Individual Retirement Accounts
Table of Contents
Individual Retirement Accounts for American Expats
As more and more Americans choose to live, work, or retire overseas, managing their US investment interests can become a challenge. While Americans living domestically can easily manage their retirement planning, those living and working abroad can find it difficult to balance US and foreign tax structures to earn the greatest benefit. Saving for retirement with a traditional or Roth IRA may still make financial sense for you, so read on. Consult with a tax advisor who has expertise in managing expat finance and tax before making your final decision.
Roth IRA Guidelines
Contributions to a Roth IRA are made with post-tax dollars. This means that the balance in your Roth IRA grows tax-free, and withdrawals after the age of 59 ½ are also tax-free.

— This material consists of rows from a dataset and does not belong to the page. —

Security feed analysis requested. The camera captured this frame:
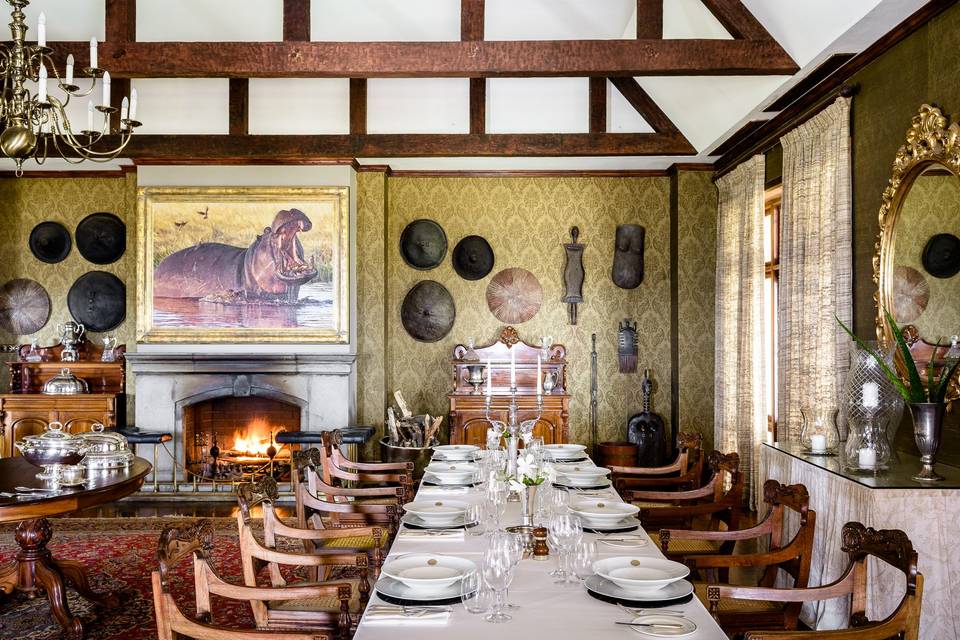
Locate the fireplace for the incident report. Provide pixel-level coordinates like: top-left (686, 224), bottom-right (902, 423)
top-left (183, 396), bottom-right (301, 481)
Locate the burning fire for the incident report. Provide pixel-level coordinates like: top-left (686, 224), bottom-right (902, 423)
top-left (231, 418), bottom-right (272, 458)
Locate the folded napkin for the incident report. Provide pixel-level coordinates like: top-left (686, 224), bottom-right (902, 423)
top-left (363, 604), bottom-right (450, 626)
top-left (398, 529), bottom-right (464, 540)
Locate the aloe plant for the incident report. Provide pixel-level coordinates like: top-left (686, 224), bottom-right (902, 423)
top-left (834, 308), bottom-right (960, 404)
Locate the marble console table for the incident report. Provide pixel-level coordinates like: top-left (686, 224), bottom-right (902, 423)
top-left (760, 444), bottom-right (960, 640)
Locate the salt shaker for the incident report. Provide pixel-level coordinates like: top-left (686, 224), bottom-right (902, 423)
top-left (533, 527), bottom-right (550, 560)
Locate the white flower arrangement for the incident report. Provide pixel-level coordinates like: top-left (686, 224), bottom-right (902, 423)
top-left (510, 453), bottom-right (557, 491)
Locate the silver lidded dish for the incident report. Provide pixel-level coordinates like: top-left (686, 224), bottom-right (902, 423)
top-left (42, 367), bottom-right (90, 396)
top-left (79, 422), bottom-right (135, 471)
top-left (13, 421), bottom-right (87, 480)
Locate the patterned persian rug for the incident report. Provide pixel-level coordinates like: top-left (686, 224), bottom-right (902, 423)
top-left (0, 517), bottom-right (253, 640)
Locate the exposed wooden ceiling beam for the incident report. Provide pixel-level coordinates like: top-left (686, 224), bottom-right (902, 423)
top-left (51, 39), bottom-right (798, 78)
top-left (637, 0), bottom-right (663, 40)
top-left (610, 78), bottom-right (677, 133)
top-left (230, 78), bottom-right (250, 136)
top-left (86, 133), bottom-right (696, 164)
top-left (700, 0), bottom-right (773, 40)
top-left (283, 0), bottom-right (310, 42)
top-left (590, 78), bottom-right (607, 133)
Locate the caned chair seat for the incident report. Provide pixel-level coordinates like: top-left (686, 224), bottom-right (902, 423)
top-left (650, 533), bottom-right (721, 555)
top-left (315, 536), bottom-right (377, 549)
top-left (267, 578), bottom-right (362, 613)
top-left (692, 584), bottom-right (783, 614)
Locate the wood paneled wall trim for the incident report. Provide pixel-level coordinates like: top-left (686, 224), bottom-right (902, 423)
top-left (716, 0), bottom-right (958, 177)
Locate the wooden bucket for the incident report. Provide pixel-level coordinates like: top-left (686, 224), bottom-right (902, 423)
top-left (596, 441), bottom-right (638, 467)
top-left (380, 436), bottom-right (433, 480)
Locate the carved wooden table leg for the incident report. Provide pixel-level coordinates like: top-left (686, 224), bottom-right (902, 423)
top-left (6, 518), bottom-right (120, 640)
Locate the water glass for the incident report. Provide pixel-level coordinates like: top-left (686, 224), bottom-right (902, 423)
top-left (460, 570), bottom-right (493, 614)
top-left (550, 514), bottom-right (583, 584)
top-left (570, 540), bottom-right (597, 582)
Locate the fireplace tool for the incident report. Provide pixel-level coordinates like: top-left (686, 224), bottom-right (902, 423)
top-left (590, 333), bottom-right (600, 455)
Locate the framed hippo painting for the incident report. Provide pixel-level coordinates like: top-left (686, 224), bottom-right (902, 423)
top-left (137, 187), bottom-right (350, 344)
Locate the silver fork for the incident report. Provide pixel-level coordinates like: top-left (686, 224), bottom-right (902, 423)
top-left (617, 602), bottom-right (684, 616)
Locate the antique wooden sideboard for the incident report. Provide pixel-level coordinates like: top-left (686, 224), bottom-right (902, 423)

You may contribute to a Roth IRA if your adjusted gross income for tax purposes is less than $144,000 for individuals or $214,000 for married filing jointly in 2022. For 2023, those income limits will rise to $153,000 for individuals and $228,000 for couples.
For 2022, you can contribute the lesser of your taxable income or $6,000 per year to a Roth IRA account, with an additional $1,000 allowed contribution if you are over 50. For 2023, the limit will increase to $6,500 for the year, while the additional contribution for individuals over 50 will remain $1,000. Households with a non-working spouse may also use a spousal IRA, and contribute an additional $6,000 for the nonworking spouse.
Traditional IRA Guidelines
A traditional IRA receives the opposite tax treatment than a Roth IRA. Traditional IRA contributions are made with pre-tax dollars, and the contributions are then taxed when withdrawn during retirement after 59 ½.
The contribution limit is the same for a traditional IRA as for a Roth IRA. You can contribute the lesser of $6,000 or your taxable income for the year in 2022, increasing to $6,500 in 2023.
Since traditional IRA contributions are made with pre-tax dollars, money you invest in a traditional IRA is tax-deductible for most Americans. If you make the full contribution of $6,000, that amount is deductible from your taxable income. However, if your income is above $68,000 for individuals, or $109,000 for married filing jointly, your tax deduction begins to phase out. If you earn more than $78,000 as an individual, or $129,000 for married filing jointly, you cannot claim any tax deduction at all on your traditional IRA contributions.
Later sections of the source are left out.